The other scheme, RCW 4.84.250-.300, encourages parties to settle before going to court in cases where the amount in controversy is $10,000 or less.   It does so in part by allowing a plaintiff to recover attorney fees if the plaintiff makes an offer of settlement at least 10 days before the initial trial, the offer is rejected, and the plaintiff recovers more than was offered.  The recipient of the settlement offer (whether that is the Plaintiff or the Defendant – either can make an offer) must be confident that they can do better at the arbitration before rejecting the offer.

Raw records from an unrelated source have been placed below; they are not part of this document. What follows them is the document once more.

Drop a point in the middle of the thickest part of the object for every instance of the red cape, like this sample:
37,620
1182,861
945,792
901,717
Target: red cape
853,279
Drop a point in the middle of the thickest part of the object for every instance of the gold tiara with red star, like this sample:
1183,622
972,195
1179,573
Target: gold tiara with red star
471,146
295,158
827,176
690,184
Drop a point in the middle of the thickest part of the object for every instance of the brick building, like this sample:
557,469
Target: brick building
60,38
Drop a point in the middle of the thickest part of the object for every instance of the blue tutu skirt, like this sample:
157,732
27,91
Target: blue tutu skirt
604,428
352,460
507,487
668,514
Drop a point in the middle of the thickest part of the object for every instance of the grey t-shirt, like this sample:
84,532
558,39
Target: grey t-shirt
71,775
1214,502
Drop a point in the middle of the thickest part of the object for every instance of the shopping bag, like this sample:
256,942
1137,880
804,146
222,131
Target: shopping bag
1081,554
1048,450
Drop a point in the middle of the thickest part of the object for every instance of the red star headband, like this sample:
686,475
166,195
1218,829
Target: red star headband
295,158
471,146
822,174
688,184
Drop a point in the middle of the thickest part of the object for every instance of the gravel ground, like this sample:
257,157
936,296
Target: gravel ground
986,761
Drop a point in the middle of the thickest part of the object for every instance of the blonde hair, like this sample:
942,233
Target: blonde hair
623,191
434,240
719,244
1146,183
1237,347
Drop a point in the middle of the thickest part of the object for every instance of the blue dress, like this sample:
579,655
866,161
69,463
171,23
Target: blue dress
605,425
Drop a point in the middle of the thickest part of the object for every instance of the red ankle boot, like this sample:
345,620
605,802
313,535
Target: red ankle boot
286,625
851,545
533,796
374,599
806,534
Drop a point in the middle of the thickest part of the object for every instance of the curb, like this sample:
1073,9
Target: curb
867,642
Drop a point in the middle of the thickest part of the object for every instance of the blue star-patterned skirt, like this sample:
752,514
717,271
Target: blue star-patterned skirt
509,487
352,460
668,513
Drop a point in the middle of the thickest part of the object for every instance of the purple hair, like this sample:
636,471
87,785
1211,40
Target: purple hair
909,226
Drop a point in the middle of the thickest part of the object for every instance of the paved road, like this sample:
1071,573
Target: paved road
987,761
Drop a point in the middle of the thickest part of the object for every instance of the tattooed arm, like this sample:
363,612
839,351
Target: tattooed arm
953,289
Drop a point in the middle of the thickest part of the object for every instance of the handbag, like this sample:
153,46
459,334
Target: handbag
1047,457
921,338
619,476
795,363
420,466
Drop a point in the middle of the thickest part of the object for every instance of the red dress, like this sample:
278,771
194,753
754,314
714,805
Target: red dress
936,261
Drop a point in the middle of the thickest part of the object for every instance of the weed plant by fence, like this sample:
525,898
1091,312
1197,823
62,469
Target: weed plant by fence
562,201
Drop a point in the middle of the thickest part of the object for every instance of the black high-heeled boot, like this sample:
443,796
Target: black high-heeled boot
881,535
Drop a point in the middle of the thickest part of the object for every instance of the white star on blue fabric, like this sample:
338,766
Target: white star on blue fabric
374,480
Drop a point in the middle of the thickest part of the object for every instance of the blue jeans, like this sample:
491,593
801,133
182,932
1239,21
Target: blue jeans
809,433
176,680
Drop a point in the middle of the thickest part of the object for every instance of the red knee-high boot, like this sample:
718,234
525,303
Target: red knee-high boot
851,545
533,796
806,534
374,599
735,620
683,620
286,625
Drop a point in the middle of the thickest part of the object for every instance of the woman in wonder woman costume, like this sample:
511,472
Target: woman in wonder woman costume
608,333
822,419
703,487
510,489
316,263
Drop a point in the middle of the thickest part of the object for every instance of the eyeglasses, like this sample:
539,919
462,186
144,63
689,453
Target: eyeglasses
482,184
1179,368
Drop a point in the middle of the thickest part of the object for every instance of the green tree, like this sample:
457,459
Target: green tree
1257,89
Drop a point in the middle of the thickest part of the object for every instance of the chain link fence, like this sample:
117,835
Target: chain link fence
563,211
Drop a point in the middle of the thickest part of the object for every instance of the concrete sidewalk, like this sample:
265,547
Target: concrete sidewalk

The question in the Williams case arose because the Plaintiffs invoked the second statutory scheme for the first time, 10 days before a trial de novo, only after they recovered nothing at the mandatory arbitration (from which they had sought a trial de novo).

After succeeding in their trial de novo, the plaintiffs applied for and received prevailing party attorney fees under RCW 4.84.250.   The Plaintiffs, Harris and Williams, argued that although they offered to settle for under $10,000 only after the mandatory arbitration, RCW 4.84.250-.300 allowed them to recover attorney fees as long as they made their offers 10 days before the trial de novo.   The Supreme Court disagreed, and affirmed the appellate court’s holding that RCW, which is designed to encourage prompt settlement of small claims, applies only to a plaintiff that seeks recovery of $10,000 or less and makes an offer of settlement 10 days before the initial hearing — whether that initial hearing is a trial or an arbitration.

The Supreme Court explained that in cases subject to mandatory arbitration, the arbitration hearing is tantamount to “the trial,” and a trial de novo was essentially an appeal.

The basic rule thus established in the unanimous decision in  Williams v. Tilaye is that in order to invoke the attorney fees scheme under RCW 4.84.250-.300, a plaintiff must make an offer of settlement 10 days before the initial hearing whether it is a trial or an arbitration.   Because the Plaintiffs in the Williams case did not make an offer at least10 days before the mandatory arbitration, they were not entitled to attorney fees under RCW 4.84.250-.300.